Introduction

In this TUTORIAL we give an introduction to two key routines that we recommend for usage in the standard training path of SPRAAK: MIDA (Mutual Information Discriminant Analysis) and Decorrelation.

The main goal of both procedures is to make the features as suitable as possible for the backend acoustic modeling using Gaussian mixture models with diagonal covariance matrices.

While they are quite different in concept and motivation they are presented together as they go hand in hand and they are implemented as a combined linear transformation on the original features.

Theoretical Concepts

Motivation

The principle statistical modeling approach in SPRAAK is to model class distributions as a sum of elementary diagonal covariance gaussians. In theory any distribution can be approximated arbitrarily close by a sum of gaussians ... if the number of gaussians can grow infinitely large and the number of learning examples is infinite as well. In practice both the number of gaussians that can be used and the number of training samples are quite limited. For this reason it pays to prepare the features optimally with the backend acoustic modeling in mind.

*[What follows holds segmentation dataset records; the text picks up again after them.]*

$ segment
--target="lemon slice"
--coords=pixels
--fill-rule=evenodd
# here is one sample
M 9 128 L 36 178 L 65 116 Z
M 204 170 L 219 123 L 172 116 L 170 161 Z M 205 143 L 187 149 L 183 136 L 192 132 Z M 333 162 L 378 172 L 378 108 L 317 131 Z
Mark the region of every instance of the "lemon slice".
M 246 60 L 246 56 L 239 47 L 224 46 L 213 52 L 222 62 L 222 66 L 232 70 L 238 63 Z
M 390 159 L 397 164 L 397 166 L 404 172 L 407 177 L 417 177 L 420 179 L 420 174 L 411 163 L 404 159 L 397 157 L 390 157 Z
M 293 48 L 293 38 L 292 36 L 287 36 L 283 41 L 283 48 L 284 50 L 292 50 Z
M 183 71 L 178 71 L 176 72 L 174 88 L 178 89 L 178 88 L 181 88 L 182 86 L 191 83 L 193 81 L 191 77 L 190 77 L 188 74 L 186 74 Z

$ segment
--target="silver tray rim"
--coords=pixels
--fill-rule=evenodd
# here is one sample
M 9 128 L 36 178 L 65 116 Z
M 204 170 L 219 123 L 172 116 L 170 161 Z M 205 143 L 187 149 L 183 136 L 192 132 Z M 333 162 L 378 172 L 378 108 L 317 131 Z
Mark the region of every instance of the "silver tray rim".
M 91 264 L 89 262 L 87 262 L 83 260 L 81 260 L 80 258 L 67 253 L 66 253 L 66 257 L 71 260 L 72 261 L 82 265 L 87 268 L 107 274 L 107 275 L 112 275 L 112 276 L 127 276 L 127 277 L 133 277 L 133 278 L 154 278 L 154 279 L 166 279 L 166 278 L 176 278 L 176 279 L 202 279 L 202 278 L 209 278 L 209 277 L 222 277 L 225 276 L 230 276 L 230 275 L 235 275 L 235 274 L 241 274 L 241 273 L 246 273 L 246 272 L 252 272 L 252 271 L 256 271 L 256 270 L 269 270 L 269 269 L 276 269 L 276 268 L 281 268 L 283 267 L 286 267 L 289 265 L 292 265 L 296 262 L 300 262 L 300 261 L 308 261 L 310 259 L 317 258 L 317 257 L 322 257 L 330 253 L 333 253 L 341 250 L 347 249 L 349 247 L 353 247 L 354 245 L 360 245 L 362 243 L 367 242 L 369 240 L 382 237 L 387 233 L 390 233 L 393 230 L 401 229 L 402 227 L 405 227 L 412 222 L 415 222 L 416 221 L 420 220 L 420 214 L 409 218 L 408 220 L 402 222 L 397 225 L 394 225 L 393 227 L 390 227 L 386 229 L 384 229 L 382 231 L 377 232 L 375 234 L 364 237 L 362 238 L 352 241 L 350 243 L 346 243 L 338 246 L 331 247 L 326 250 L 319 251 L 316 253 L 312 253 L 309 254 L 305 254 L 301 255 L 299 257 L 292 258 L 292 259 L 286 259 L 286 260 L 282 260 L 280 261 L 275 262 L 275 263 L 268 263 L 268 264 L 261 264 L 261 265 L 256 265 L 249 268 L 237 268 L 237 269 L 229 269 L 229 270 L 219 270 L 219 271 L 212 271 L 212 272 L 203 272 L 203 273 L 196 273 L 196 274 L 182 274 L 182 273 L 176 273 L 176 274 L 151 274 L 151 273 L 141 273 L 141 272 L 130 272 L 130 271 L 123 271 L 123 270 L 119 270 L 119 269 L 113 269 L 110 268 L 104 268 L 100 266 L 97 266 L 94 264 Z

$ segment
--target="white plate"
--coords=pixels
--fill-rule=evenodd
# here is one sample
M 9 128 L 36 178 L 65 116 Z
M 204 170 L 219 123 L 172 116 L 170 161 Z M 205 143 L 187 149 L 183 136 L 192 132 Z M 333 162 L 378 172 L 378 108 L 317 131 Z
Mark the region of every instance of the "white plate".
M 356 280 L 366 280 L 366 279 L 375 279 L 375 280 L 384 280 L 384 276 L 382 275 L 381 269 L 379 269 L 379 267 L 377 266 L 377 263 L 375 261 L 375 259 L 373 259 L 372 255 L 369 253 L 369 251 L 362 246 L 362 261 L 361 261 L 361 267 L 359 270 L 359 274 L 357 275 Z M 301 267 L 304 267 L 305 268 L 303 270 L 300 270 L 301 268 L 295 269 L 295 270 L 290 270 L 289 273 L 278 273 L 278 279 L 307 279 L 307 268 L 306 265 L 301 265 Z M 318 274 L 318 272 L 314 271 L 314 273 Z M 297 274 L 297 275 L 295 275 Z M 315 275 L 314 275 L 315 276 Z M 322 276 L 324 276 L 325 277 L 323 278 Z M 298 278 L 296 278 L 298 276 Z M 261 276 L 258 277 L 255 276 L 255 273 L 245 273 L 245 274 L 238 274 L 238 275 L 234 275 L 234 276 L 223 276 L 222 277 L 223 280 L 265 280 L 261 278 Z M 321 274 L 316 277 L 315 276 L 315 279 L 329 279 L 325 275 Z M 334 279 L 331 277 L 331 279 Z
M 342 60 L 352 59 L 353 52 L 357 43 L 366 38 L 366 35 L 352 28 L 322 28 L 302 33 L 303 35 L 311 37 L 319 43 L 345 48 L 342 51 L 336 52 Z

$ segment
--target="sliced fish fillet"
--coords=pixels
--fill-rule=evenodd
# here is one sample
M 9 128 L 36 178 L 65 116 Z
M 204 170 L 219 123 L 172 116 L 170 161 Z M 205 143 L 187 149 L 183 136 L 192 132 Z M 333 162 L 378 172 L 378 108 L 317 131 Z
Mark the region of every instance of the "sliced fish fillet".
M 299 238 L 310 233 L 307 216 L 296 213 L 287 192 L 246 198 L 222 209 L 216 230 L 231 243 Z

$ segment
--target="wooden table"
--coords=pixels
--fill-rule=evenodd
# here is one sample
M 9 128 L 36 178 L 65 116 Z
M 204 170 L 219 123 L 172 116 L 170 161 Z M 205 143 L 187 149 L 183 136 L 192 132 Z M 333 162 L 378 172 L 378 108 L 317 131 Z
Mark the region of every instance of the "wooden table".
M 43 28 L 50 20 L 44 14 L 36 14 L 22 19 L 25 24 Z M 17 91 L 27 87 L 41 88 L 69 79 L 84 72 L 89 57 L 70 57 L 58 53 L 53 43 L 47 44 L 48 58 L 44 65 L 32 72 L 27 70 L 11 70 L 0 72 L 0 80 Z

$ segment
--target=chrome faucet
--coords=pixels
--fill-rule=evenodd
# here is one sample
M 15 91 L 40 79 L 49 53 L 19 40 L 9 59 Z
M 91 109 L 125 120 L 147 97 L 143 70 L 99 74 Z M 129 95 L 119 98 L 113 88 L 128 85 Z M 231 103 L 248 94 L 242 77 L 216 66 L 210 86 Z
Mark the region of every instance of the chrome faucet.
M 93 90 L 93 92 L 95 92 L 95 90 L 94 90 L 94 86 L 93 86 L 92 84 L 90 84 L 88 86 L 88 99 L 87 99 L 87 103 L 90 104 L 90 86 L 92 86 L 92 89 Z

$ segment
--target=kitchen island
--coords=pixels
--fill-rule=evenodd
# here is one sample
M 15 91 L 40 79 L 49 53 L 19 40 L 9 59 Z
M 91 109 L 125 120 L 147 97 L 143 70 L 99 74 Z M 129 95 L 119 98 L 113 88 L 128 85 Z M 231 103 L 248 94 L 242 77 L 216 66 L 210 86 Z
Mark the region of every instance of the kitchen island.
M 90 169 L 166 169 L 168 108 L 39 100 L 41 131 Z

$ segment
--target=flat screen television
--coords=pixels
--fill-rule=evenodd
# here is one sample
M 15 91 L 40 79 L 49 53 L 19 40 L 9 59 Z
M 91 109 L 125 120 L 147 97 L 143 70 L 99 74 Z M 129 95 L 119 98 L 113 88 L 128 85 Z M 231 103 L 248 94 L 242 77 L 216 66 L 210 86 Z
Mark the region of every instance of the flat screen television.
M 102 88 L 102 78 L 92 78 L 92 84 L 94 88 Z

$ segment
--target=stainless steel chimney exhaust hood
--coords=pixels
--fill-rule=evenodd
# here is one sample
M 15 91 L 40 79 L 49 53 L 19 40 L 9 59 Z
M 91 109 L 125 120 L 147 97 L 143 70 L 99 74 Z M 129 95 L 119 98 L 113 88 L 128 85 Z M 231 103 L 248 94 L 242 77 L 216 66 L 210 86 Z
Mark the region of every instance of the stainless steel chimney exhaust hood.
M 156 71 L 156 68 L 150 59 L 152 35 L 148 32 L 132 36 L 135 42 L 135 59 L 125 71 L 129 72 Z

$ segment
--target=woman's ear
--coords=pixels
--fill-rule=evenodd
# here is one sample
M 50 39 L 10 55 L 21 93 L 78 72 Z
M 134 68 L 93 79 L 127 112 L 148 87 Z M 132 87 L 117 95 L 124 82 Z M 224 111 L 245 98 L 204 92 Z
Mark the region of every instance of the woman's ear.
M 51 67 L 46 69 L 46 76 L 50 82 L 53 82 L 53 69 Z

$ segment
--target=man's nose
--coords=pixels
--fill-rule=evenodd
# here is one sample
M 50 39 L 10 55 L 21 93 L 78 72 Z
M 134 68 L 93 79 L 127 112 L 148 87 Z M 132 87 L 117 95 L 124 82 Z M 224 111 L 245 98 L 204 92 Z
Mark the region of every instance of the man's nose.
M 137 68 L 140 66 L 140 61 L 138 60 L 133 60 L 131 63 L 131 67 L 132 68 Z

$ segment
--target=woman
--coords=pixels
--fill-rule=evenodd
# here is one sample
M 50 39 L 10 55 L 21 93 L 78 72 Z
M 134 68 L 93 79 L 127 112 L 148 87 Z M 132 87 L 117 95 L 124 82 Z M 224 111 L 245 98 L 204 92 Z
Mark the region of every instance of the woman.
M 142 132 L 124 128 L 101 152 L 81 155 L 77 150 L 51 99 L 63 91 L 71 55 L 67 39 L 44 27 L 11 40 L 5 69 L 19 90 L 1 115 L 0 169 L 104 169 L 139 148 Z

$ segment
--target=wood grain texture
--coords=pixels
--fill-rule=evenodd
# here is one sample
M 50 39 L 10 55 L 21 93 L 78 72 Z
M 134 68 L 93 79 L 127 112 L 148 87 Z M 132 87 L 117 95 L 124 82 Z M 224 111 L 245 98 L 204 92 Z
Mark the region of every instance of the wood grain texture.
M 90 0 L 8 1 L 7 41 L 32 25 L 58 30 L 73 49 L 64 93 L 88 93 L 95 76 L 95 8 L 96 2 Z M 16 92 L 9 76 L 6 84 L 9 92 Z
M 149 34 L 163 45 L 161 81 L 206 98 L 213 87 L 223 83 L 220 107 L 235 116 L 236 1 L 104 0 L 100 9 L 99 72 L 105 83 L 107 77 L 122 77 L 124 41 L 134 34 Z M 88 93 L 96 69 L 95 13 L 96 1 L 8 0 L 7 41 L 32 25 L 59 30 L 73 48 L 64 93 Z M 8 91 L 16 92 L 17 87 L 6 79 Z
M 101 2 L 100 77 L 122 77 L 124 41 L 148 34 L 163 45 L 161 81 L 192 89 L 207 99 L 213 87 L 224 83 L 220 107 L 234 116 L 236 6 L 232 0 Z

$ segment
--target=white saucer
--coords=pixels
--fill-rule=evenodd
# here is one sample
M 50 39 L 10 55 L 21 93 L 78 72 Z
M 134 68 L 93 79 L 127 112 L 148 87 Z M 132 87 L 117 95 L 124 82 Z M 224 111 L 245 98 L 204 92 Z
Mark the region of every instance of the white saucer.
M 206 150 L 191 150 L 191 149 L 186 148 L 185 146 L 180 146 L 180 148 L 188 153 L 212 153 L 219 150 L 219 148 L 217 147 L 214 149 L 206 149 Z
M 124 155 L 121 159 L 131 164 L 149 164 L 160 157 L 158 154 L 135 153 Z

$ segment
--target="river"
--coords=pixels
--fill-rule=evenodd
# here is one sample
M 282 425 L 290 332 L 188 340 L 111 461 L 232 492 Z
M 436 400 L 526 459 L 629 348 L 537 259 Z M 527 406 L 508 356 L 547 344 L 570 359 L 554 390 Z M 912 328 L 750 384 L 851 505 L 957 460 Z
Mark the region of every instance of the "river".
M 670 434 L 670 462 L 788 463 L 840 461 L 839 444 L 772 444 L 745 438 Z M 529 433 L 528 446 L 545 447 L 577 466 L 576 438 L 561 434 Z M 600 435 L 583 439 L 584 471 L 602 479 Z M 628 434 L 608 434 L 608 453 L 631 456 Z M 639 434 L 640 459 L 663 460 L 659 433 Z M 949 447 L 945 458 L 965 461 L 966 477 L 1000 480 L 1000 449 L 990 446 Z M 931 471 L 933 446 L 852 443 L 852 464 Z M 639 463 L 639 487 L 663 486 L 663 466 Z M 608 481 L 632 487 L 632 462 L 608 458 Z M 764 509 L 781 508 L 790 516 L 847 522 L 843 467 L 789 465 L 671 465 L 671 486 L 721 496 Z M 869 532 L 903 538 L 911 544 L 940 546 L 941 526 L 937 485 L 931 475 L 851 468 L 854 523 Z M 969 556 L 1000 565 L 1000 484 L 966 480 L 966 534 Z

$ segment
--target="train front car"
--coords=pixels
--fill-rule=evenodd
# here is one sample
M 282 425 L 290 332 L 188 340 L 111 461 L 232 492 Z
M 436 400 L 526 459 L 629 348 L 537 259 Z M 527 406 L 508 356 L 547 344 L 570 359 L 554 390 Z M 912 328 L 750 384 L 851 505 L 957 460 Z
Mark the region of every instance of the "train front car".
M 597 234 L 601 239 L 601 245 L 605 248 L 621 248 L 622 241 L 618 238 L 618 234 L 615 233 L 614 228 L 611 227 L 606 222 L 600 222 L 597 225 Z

Two criteria can be derived:

The feature vector should have an as low dimension as possible. Extraneous dimensions without any

added discriminative value will require extra training data and will inherently induce noise into the modeling. While speech may only have an intrinsic dimensionality of 10 (very rough guess), state of the art recognizers tend to use dimensions of the order 30-40. This overdimensioning is the main cause why speech recognizers need so much data and why they exhibit low robustness. In conclusion, dimensionality reduction of the feature vector to the strict minimum is a main objective.

The individual distributions should fit as closely as possible the shape of the elementary distributions.

This reduces the number of gaussians required per distribution and hence again reduces the amount of training data needed and a higher robustness as a consequence. As such modeling distributions with highly decorrelated features will be easier and will better fit the backend acoustic modeling.

LDA

Linear Discriminant Analysis (LDA) is a well known method in pattern classification used to create a linear transformations that optimally separates classes. The hyperplanes are computed by maximizing "Between Class Covariances" vs. "Within Class Covariances" . The computed decision hyperplanes will be optimal decision boundaries (in terms of classification error) if all classes are homogeneous and have equal distributions. Together with the designing of the hyperplanes, LDA ranks directions from more to less important. As such LDA is a great tool for dimensionality reduction.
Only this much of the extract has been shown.